Eco-wakening shows that leaders must be serious about tackling nature
Elizabeth Mrema & Marco Lambertini

Editor's note: Decision Makers is a global platform for decision makers to share their insights on events shaping today's world. Elizabeth Mrema is the Executive Secretary of the Convention on Biological Diversity, and Marco Lambertini is the Director General of the World Wide Fund for Nature (WWF) International. The article reflects the authors' opinions and not necessarily the views of CGTN.

Nature is declining at a rate that is unprecedented in our history. Humanity's ever-growing footprint of production and consumption currently threatens more than one million species with extinction, affecting natural resources foundational to the planet's ecological balance, human wellbeing and economy. 

This, as a result of environmental destruction, shows that our relationship with the natural world is broken and needs mending.

People all over the world are increasingly aware of the planetary crisis and are concerned about nature loss and the consequences this can have for the future. Nature-loss and biodiversity issues are gaining traction online more than ever before, with the number of Twitter mentions on the subject increasing 65 percent globally.

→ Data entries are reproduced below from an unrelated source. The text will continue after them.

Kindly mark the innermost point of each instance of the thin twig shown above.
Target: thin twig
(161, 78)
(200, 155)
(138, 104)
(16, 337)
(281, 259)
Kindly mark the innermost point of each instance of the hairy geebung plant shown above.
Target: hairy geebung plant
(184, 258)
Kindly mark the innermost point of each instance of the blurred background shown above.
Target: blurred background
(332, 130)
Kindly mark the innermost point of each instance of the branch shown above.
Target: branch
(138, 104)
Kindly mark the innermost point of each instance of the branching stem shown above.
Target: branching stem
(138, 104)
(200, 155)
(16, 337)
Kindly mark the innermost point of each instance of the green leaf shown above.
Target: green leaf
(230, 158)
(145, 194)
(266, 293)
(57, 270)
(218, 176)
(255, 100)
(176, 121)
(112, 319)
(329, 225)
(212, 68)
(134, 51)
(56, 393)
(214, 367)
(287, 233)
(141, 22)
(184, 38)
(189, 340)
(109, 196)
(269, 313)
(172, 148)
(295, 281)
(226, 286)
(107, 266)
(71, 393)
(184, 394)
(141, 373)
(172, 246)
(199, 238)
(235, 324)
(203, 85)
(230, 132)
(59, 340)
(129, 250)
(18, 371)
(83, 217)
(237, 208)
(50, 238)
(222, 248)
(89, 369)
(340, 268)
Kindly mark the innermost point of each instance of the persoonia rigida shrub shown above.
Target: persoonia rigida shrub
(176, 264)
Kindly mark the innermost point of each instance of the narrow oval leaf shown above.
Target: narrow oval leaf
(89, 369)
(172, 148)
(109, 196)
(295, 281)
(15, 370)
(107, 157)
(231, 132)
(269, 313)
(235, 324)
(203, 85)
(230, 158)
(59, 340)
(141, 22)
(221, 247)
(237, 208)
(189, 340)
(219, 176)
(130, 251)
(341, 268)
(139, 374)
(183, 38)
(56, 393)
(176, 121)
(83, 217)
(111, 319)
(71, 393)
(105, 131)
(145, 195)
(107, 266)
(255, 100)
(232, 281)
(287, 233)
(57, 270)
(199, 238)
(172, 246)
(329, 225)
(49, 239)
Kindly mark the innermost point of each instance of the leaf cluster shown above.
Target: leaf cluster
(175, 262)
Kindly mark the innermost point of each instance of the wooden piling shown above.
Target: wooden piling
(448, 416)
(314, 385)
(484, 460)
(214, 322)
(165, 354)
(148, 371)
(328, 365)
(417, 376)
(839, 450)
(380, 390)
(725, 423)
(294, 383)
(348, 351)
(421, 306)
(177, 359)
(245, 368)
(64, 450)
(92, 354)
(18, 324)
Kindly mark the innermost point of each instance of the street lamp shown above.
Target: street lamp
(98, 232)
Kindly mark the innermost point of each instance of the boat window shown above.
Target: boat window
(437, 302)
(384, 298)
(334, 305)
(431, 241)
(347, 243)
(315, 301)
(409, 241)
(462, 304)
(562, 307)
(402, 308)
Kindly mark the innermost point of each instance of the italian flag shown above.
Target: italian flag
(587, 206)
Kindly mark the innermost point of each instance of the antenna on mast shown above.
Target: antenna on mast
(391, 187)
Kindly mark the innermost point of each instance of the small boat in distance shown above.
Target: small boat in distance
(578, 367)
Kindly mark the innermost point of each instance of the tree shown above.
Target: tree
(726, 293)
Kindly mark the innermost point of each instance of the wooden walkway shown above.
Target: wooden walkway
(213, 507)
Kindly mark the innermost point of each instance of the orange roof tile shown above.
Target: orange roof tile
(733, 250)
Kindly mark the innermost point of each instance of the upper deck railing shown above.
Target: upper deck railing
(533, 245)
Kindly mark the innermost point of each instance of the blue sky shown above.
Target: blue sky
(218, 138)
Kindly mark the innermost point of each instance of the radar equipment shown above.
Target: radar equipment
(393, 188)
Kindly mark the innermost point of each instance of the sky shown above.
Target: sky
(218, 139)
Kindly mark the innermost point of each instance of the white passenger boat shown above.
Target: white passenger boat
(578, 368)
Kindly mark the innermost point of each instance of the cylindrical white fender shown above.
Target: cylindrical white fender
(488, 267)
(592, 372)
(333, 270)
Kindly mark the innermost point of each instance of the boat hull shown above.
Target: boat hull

This has been defined as a rapidly growing global 'eco-wakening', outlined in a report launched on May 17 by the Economist Intelligence Unit (EIU), commissioned by the World Wide Fund for Nature (WWF). 

Moreover, there has been an undeniable shift in behavior in response to the planetary crisis, demanding action. And the impact on potential business is significant too with consumers all over the world changing their behavior, for example amending their purchasing habits to align with their values with a staggering 71 percent rise in popularity in online searches for sustainable goods since 2016. Concern about nature loss has moved, indisputably, beyond activist circles and into the mainstream. 

The impacts of our imbalanced relationship with the natural world are no longer possible to ignore and the COVID-19 pandemic - a disease that most likely had its origins through contact with animals - has reminded people that we are connected to nature, not separate.

Many government leaders have responded by promising to deliver a green and just recovery from the pandemic. However, as we have seen in a report published earlier this year, few governments have to-date incorporated nature positive elements into their plans. Their efforts look much like a return to business-as-usual which needs to be avoided.

The guayabero river in the middle of the jungle at La serrania de la Lindosa in the Guaviare, Colombia, March 24, 2021. /Getty

The guayabero river in the middle of the jungle at La serrania de la Lindosa in the Guaviare, Colombia, March 24, 2021. /Getty

We are now entering a critical period which will determine not just our response to COVID-19, but our future relationship with the natural world, and therefore our future.

Slowed by the pandemic, governments are now pushing forward on negotiations for a global biodiversity agreement. It is crucial that they continue with their momentum for nature. They, and all of us need to work together to secure an ambitious outcome that sets nature on the path to recovery by 2030.

The risk of stalling is real. This is why initiatives such as the Leaders' Pledge for Nature, which commits endorsers to reversing biodiversity loss this decade, and the launch of the High Ambition Coalition for Nature and People, are important. They build momentum around the necessary ambition.

But more is needed. Countries must show leadership by taking impactful action ahead of the crucial biodiversity and climate talks in October and November. By implementing their commitments, they can create a race to the top which signals they are stepping up to the challenge and avoids a last minute, low-ambition scramble.

Central to efforts is the issue of fairness. For instance, developing countries are less able to pay for action on biodiversity; they are also more exposed to the impacts of nature loss. 

All countries have the responsibility to demonstrate that they are serious about tackling nature loss by supporting the efforts of developing countries. We will not be successful in tackling nature loss without significantly increasing financial flows toward developing countries, as part of a wider effort to align finance flows to create a nature-positive economy.

This public eco-wakening documented in the EIU report shows that more and more people care and are demanding that world leaders in governments, investment and business  tackle the challenge at hand.

By acting now to address the drivers of nature loss, and by working with and supporting all stakeholders, they have an opportunity to deliver a green and just recovery that reduces the likelihood of future pandemics and secures a resilient and nature-positive future for all.